Türkiye, Rusya’ya enerji ambargosuna katılmıyor ve sonuç olarak Rusya’nın petrolünü çok indirimli olarak satın alabildi. Bunun faydaları iki yönlü. Muazzam bir rafinaj kapasitesine sahip olan Türkiye, Rusya’dan rekor oranlarda indirimli ham petrol satın alıyor, kendi kıyılarında rafine ediyor ve ardından nihai ürünü yasal şekilde Türk menşeli olarak etiketleyip küresel piyasa fiyatından satıyor. Aynı zamanda iç piyasa için indirimli Rus dizel yakıtı alıyor.

Petrol taşımacılığını izleyen bir şirket olan Kpler’e göre, Türkiye geçtiğimiz altı ayda günde ortalama 292 bin varil Rus ham petrolü satın aldı.

Rusya’dan indirimli olarak satılan kömür ithalatı da arttı. Avrupa Birliği’nin Rusya’dan kömür ithalatı yasağının yürürlüğe girdiği Ağustos ayından Kasım ayına kadar, Türkiye’nin Rusya’dan aylık ortalama ithalatı 2.1 milyon ton oldu. Kpler’e göre bu rakam, geçen yılın aynı döneminde satın alınan yaklaşık 630 bin tonluk aylık ortalamanın üç katından fazla.

Kısa bir süre önce Türkiye gezisinden dönen Kpler analisti Viktor Katona, “Türkiye, Rus kömürünün en büyük alıcısı haline geldi. Türkiye ve Çin sayesinde Rusya’nın kömür ihracatı yaptırım öncesi seviyelere döndü” dedi.

Enerji, Türkiye’nin Rusya ile daha yakın ilişkiler kurma arzusunu motive eden karmaşık bir ekonomik ve siyasi çıkarlar dizisinin yalnızca bir unsurudur.
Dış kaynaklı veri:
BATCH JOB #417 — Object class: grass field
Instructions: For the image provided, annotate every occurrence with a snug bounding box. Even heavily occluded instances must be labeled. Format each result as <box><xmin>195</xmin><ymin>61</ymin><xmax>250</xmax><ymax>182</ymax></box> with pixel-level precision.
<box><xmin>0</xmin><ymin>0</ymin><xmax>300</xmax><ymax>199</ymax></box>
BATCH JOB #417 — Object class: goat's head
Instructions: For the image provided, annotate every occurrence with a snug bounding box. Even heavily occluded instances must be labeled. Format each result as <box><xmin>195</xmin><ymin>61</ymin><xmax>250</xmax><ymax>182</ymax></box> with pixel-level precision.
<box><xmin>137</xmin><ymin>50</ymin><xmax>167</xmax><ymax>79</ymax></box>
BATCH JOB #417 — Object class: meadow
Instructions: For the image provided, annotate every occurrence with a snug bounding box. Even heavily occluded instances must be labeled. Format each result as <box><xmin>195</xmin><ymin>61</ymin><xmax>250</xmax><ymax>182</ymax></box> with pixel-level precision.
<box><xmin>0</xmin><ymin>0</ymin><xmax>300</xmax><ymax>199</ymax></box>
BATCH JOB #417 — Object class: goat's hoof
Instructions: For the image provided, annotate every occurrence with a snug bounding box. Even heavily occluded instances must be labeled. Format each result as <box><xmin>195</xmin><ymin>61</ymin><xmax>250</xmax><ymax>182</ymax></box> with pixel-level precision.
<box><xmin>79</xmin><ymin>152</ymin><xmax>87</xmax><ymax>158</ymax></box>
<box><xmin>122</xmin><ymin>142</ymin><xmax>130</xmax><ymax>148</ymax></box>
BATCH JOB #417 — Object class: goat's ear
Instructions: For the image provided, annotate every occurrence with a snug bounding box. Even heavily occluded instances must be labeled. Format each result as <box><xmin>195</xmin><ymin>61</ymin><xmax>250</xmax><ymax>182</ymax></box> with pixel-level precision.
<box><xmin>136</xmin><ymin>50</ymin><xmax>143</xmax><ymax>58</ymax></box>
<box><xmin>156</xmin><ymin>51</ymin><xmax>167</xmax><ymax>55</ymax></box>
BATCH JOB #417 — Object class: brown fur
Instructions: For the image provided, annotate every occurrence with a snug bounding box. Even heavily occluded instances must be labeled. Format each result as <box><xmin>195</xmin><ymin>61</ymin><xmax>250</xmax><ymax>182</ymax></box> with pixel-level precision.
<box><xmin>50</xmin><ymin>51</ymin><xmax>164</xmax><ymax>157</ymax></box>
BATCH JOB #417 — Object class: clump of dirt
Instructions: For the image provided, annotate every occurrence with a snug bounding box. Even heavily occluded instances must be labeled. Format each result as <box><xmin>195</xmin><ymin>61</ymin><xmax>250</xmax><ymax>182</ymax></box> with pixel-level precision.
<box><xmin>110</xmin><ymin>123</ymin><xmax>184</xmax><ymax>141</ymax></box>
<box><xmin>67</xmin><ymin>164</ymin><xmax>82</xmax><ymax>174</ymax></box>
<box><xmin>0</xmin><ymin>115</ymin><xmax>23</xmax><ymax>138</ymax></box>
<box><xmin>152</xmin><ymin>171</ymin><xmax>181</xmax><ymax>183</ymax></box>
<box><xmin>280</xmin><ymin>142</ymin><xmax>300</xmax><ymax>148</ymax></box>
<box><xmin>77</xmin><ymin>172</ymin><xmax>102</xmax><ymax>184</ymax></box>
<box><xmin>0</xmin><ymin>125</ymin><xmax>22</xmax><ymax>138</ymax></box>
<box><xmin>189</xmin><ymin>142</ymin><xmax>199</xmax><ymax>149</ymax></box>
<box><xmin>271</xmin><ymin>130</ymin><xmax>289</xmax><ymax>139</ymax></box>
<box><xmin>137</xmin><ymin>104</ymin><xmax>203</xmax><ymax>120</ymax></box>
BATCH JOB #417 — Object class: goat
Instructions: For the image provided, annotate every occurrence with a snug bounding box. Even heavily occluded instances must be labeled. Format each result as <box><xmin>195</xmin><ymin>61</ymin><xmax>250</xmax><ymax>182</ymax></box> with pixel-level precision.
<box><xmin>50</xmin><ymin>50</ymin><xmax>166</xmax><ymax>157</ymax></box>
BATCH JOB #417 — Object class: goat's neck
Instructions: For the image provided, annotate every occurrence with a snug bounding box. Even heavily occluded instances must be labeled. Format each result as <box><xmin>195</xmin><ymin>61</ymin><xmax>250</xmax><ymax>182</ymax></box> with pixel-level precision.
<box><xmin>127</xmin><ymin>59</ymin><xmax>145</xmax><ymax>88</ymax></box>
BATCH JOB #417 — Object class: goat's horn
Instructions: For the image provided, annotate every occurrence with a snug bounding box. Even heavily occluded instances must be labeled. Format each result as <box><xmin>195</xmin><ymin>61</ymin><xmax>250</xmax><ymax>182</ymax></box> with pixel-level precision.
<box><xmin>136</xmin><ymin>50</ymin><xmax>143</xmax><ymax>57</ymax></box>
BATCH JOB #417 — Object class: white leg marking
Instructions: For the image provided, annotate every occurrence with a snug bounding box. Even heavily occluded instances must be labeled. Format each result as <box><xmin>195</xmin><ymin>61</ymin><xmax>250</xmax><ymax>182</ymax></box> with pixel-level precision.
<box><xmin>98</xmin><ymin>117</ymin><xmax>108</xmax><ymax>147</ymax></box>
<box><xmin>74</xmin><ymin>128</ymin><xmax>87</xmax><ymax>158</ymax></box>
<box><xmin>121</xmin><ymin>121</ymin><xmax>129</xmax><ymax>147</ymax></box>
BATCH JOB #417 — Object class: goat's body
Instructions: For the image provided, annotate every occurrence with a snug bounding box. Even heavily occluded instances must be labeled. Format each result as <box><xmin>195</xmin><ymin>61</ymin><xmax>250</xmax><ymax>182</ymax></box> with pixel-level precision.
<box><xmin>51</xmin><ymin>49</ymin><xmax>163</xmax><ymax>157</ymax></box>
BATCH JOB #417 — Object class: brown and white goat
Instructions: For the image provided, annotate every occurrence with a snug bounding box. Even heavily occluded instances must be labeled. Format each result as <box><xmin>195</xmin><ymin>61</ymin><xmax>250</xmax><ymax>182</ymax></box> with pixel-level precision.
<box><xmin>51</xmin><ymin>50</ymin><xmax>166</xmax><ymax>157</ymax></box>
Türkiye’ye en çok turist Rusya’dan gidiyor ve Türk lirasının düşen değerini desteklemek için turizm önemli bir döviz kaynağı. Daha da önemlisi, Sayın Erdoğan, Suriye’deki Kürt ayrılıkçılığını bastırma çabalarında Rusya’nın desteğine güveniyor.

Türkiye’nin enerji zengini ve enerjiye aç ülkeler arasındaki konumu, ona bir geçiş noktası olarak stratejik önem kazandırıyor.

Brüksel’deki Bruegel Enstitüsü’nde kıdemli bir araştırmacı olan Simone Tagliapietra, Putin’in Türkiye’nin bölgesel bir enerji merkezi olma arzusunu “NATO ittifakı arasında gerilim yaratmak” amacıyla kullandığını söyledi. Uzman, stratejinin başarılı olacağından şüpheli: “Avrupa, önümüzdeki yıllarda Rus enerjisine bağımlılığını sona erdirmeye kararlı olduğundan, Türkiye’de bir enerji merkezi fikrinin şu anda ekonomik bir anlamı olmaz. Türkiye, ucuz Rus enerji kaynakları elde etmek için mümkün olduğunca durumdan yararlanmaya çalışacak. Ancak bunun NATO ittifakını veya Rusya’ya karşı birleşik muhalefeti zedeleyeceğini düşünmüyorum.”